Przez ponad 150 lat historii technologicznie ten środek pojazdu niewiele się zmienił. Mimo to nadal rewolucjonizuje transport. W dobie problemów z korkami i walki o czyste powietrze, rower staje się jedyną realną alternatywą dla mieszkańców rozwijającego się miasta.

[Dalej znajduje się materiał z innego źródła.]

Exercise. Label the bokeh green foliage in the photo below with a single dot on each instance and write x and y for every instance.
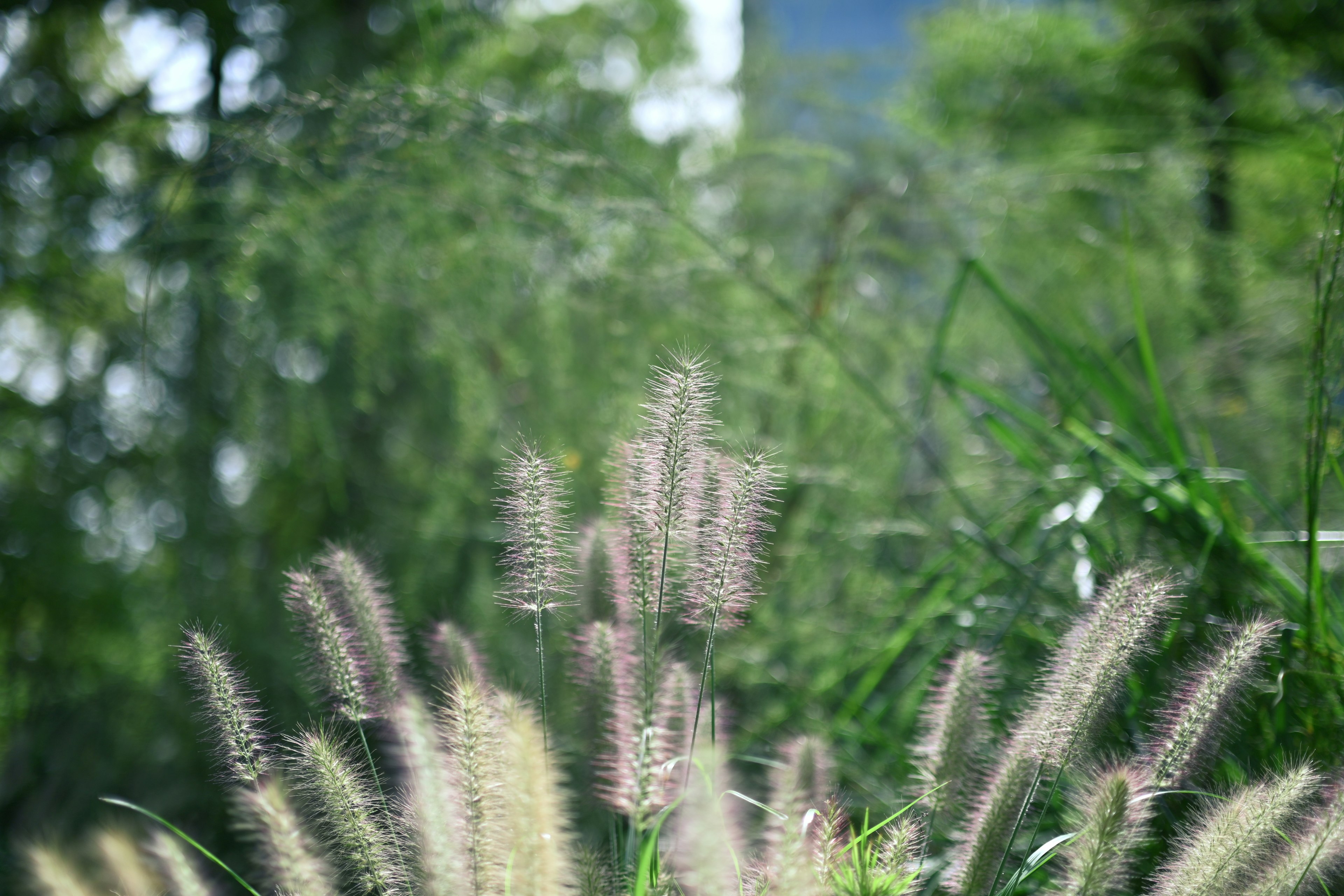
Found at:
(933, 320)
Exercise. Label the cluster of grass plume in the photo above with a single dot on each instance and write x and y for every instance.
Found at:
(471, 800)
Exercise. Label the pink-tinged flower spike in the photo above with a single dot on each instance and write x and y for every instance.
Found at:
(455, 652)
(229, 706)
(368, 612)
(289, 859)
(725, 578)
(799, 793)
(331, 651)
(956, 730)
(672, 447)
(644, 735)
(1209, 705)
(1316, 856)
(538, 570)
(1238, 839)
(1111, 824)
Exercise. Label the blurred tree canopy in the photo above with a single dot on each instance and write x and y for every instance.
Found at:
(275, 274)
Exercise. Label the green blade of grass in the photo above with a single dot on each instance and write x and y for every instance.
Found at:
(127, 804)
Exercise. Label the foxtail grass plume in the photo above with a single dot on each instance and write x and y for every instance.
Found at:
(538, 555)
(956, 731)
(537, 835)
(672, 448)
(1112, 820)
(1316, 858)
(646, 735)
(229, 707)
(1086, 673)
(126, 864)
(899, 851)
(289, 859)
(51, 874)
(474, 731)
(1238, 839)
(454, 652)
(178, 867)
(799, 792)
(435, 812)
(355, 831)
(634, 562)
(709, 849)
(368, 613)
(723, 581)
(331, 649)
(1208, 703)
(1091, 670)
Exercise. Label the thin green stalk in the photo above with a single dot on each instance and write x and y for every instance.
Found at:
(699, 698)
(127, 804)
(541, 676)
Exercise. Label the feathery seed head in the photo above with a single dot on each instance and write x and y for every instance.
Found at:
(538, 833)
(1208, 705)
(1091, 668)
(956, 731)
(227, 705)
(799, 792)
(538, 556)
(1238, 839)
(435, 809)
(644, 735)
(331, 648)
(347, 812)
(1315, 858)
(368, 612)
(707, 838)
(674, 440)
(51, 874)
(455, 652)
(732, 543)
(1112, 820)
(176, 867)
(472, 729)
(291, 860)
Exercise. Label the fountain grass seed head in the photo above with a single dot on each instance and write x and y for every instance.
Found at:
(229, 707)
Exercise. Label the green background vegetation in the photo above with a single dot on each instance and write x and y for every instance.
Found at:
(1072, 248)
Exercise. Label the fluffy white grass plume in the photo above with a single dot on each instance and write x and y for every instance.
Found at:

Lata funkcjonowania biednego społeczeństwa sprawiły, że po opadnięciu żelaznej kurtyny posiadanie samochodu stało się wyznacznikiem klasy, statusu materialnego, a przede wszystkim wygody. Tymczasem w dojrzalszych społeczeństwach zachodnich czy na mocno zurbanizowanych terenach w Azji Południowo-Wschodniej wygodę pojmuje się przez pryzmat szybkiego, sprawnego przemieszczania. Pracownicy wielkich korporacji, szefowie firm, a także zwykli mieszkańcy – niezależnie od dochodów – do codziennego transportu wybierają metro. W samej stolicy Zjednoczonego Królestwa każdego dnia do wagoników podziemnej kolejki wsiada prawie 4 miliony mieszkańców. Przykłady Londynu, Paryża, czy Tokio to jednak nie najlepszy wyznacznik dla miasta, jakim jest Kraków, chociażby ze względu na skalę metropolii. Skoro więc komunikacja miejska tylko do pewnego stopnia jest w stanie stać się realną alternatywą dla samochodu, to gdzie leży rozwiązanie?

Droga do Kopenhagi

Przykład płynie z miast o podobnej skali i strukturze architektonicznej do grodu Kraka. Amsterdam, Kopenhaga, Antwerpia, Florencja, czy Monachium - miasta bez metra lub z jego niewielką siecią zyskały swój symbol – dwa kółka. W nieco ponad 600-tysięcznej Kopenhadze liczba rowerów przekracza liczbę samochodów. Polityka transportowa stolicy Danii zakłada, że udział rowerów oraz transportu publicznego w podróżach nie może spaść poniżej 30%, zaś udział samochodów - wzrosnąć powyżej 30%. W dojrzalszych komunikacyjnie społeczeństwach na rower wsiada każdy. Nie ma znaczenia klasa społeczna, zarobki, a nawet służbowy strój. Jednoślad jest maksymalnie efektywny – zwykle najszybszy, niemal darmowy w eksploatacji, korzystny dla zdrowia. Tańsza niż samochodowa jest także infrastruktura rowerowa, nie wspominając o wpływie na środowisko i jakość powietrza.

Lajkonik na rower

Trend rowerowy budowany latami na Zachodzie coraz śmielej poczyna sobie również w Krakowie. Zmiany napędza miasto, które stawia na rozwój ścieżek rowerowych. Sieć, która dziś liczy 230 km, tylko do 2020 r. ma wzbogacić się o kolejne 60. Wyznaczane są kontrapasy, stawiane stojaki rowerowe i samodzielne stacje serwisowe. Każdego roku liczba rowerzystów wzrasta. Pomaga w tym także obecność Wavelo – roweru miejskiego IV generacji, jedynego działającego przez cały rok. Dziś, niespełna dwa lata od uruchomienia systemu w mieście dostępnych jest ponad 1500 jednośladów i 160 stacji. O tym że krakowianie rozkochali się w Wavelo świadczą puste w godzinach szczytu stacje i potężna liczba użytkowników widocznych na ulicach. Elegancki, granatowo-żółty rower na stałe wpisał się w komunikacyjny obraz miasta, stając się niejako symbolem postępującej rewolucji. Jako środek transportu stworzony pod podróżowanie na stosunkowo niewielkich dystansach wydaje się być idealnym dla miasta tej wielkości. Szczęśliwie coraz częściej dostrzegają to również jego mieszkańcy i włodarze.